There are undeniably people who have an astonishing mix of charisma, charm, confidence, empathy, talent and intelligence. They are inspiring and humbling in equal measure. But they exist within a web, they operate within networks of people who, collectively, drive their thinking and hold their hands at critical moments.
I’ve been lucky enough to work for the last two years as part of a jaw-droopingly brilliant team of people to develop, design and implement a programme of work called Sync. It’s a strategic programme set up to explore and support digital innovation within the arts. It’s 100% funded by Creative Scotland. You can take a look at what we do here: www.welcometosync.com
We’re none of us part of a formally constituted body set up to deliver Sync. Or anything else for that matter. We either work as freelancers or we run our own micro-companies. And yet, we hold together to create something that I think is exceptional: it’s changing the landscape in Scotland and is simultaneously providing ways for the wider sector to recognise and embrace that change. It’s providing both a guiding light and an anchor for people. It’s doing everything that the so-called ‘great leader’ should do.
However, ‘it’ isn’t a tangible thing. We – the people doing the thinking, the creating and the delivering – we are something. We’re not any one of us particularly recognisable as leaders within our fields. Together though? That’s a different story.

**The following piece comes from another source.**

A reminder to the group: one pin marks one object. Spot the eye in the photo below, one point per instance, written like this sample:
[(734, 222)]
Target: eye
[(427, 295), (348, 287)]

I like to think this is an example of distributed leadership. As a model, it probably doesn’t fit brilliantly into the definitions of distributed leadership emerging from various business schools. But as a concept it makes a lot of sense to me. It’s our collective mind that’s making the difference, creating the space for genuinely progressive thinking to occur. By ourselves none of us could get near conceptualising some of the stuff we’re doing. When we push our agenda in collaboration with one another, we start to break through into virgin territory.
I’m not very interested in the cult of the individual. We’re all embedded in numerous contexts or societies or communities, influencing and being influenced all the time. When we consciously use this web of interactivity to build intelligence, we begin to see the emergence of real patterns of rooted leadership with a strong sense of ownership and responsibility.
The photo is of the Sync team at Culture Hack 2013. It was taken by Chris Scott.